PR# 13690 Multiple unchecked memory allocations in run-time
Problem Report Summary
Submitter: prestoat2000
Category: Runtime
Priority: Medium
Date: 2007/11/29
Class: Bug
Severity: Serious
Number: 13690
Release: 6.1.71281
Confidential: No
Status: Open
Responsible:
Environment: Mozilla/5.0 (X11; U; SunOS sun4u; en-US; rv:1.8.0.7) Gecko/20060915 Firefox/1.5.0.7
Solaris 9 on SPARC
Synopsis: Multiple unchecked memory allocations in run-time
Description
There are many occurrences in the run-time of what appear to be calls to malloc or a related routine, where the result is not checked for nullness. This could result in reading from or writing to a null pointer instead of reporting an "out of memory" error. Please check the attached list (some of which are definitely bugs) and fix any that are not dead code.

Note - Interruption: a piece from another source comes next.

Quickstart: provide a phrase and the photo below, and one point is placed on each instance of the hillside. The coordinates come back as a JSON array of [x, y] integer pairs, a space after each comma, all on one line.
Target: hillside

In some cases I wasn't sure if the lack of a check was OK, so there might be some "bugs" in my list. I also included a few unchecked calls to fopen as a bonus. Note that strdup and putenv allocate memory, so they must also be checked for failure.
To Reproduce
Problem Report Interactions
Here are a few more unchecked memory allocations. I think the first one is definitely a bug. The others are all calls to of the form xxx = eif_realloc (xxx, SOME_SIZE); If `xxx' was not NULL before the call and `eif_realloc' returns NULL, we have a memory leak. If you're going to use `eif_realloc' for this sort of thing, it seems to me that a better pattern (used elsewhere in other runtime code) is my_local = eif_realloc(xxx, SOME_SIZE); if (!my_local) { enomem(); } xxx = my_local; If `xxx' was already guaranteed to be NULL before the call, you should use `eif_malloc' instead to avoid confusion.